Sully explains that the water landing of US Airways Flight 1549 only lasted a matter of minutes. He explains this bitterly because he was the captain, and these moments now eclipse a career in aviation. Clint Eastwood’s Sully confirms this theory: there are flashes of Chelsey “Sully” Sullenberger’s early life, yet Eastwood and screenwriter Todd Komarnicki film Flight 1549 from four different perspectives. The flight is indeed harrowing, and Eastwood finds a shrewd way for us to understand it fully: each flashback adds something more to the story, in terms of the danger and the heroism involved. Still, Sully is nowhere as thrilling as when the airliner is in the Hudson. Komarnicki shoehorns a one-sided drama about a perfunctory hearing, forcing his hero to serve as a metaphor for individual success in the face of government intervention.
Tom Hanks plays Sully with a mix of humility, dignity, and gentle humor. When we first meet him, Flight 1549 is already over. He’s stuck in New York City, along with his co-pilot Jeff Skiles (Aaron Eckhart), because there is a preliminary inquiry from the National Transportation Safety Board (NTSB). They probe into Sully’s conduct, asking insulting questions since Sully is certain he did the right thing. The NTSB is more skeptical because their computer simulations all conclude the plane should have returned back to LaGuardia airport, instead of the drink. One of Sully’s ironies is that these hearings pair with a media blitz, where Katie Couric, David Letterman, and strangers treat Sully as a hero (he hates the word). The NTSB goes deeper into their probe, and Eastwood uses that as an opportunity for one version of Flight 1549 after another.
There is one version of the flight that is more compelling than all the others. Instead of steeling his camera on the cockpit or cabin, Eastwood follows the safety workers involved with the flight. Using Eastwood’s trademark languid, classical shooting style, there is a long sequence where an air traffic controller tries to help Sully, unaware of the danger in the sky. It plays out with cruel imperfect information: the flight disappears from the controller’s radar.

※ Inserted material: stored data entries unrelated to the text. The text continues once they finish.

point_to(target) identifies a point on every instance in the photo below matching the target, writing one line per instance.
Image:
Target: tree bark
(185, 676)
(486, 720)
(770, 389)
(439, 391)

Eastwood also follows ferry drivers, first responders, and passengers as they struggle to survive. The nuts and bolts details of the rescue effort is compelling because of professionalism, not danger. Everyone did the job expected of them, and nothing more. This must appeal to Eastwood, who comes from the silent solemn duty that defined the Greatest Generation.
The scenes around the flight veer from tedious to downright poor taste. Laura Linney appears as Sully’s wife, and she has no actual scenes with Hanks (they’re all over the phone). Their conversation is never interesting, except to provide some background on Sully’s personal life from that period. Yes, even airline pilots worry about the mortgage, and that does not stop even after The Miracle on the Hudson. What I found unnerving is Eastwood’s flashback technique: there are nightmare sequences where Sully imagines the flight was a failure. This means Eastwood subjects us to multiple scenes where an airplane crashes into the New York City skyline. Imagery like this meant to conjure up exactly one thing: Sully’s adversary were birds, not terrorists, and yet Eastwood’s technique equates them for the viewer. One secondary character remarks that he’s glad Flight 1549 did not have the same fate as the 9/11 attacks, and that should have been enough. The disaster-porn imagery is not just disturbing. It’s also cynical.
Hanks has played likable, decent heroes for over two decades, and now he can draw from history to inform his current performances. There is the quiet courage of Philadelphia, as well as the frank competence of Catch Me If You Can. Sully is more reserved character than the ones Hanks usually portrays, which is why flashes of good humor are all the more welcome. Of the supporting cast, the real stand-out is Eckhart. Beneath that truly excellent mustache is a character who recognizes Sully’s turmoil, and perhaps craves the same attention. Their dialogue is mostly shorthand, at least until everyone hears the flight’s cockpit recordings. Hanks handles the scene with quiet grace, and the friendship between these men is a welcome antidote to the imagined explosions from earlier.
At 96 minutes, Sully is a short film in comparison to many Eastwood films. But even with that crisp runtime, this a film with about half as much genuine material. The frequent Flight 1549 flashbacks lead to diminishing marginal returns, and there is exposition so that Sully’s “a-ha” moment over the NTSB hearing has more dramatic weight than was actually there. On the whole, however, this is a fitting tribute to a man who did his job, even when that job required him to be extraordinary. Sully is never invasive, and goes out of its way to respect Sully’s privacy. The real Sully is probably embarrassed by this film, anyway, and not just for the obvious reasons.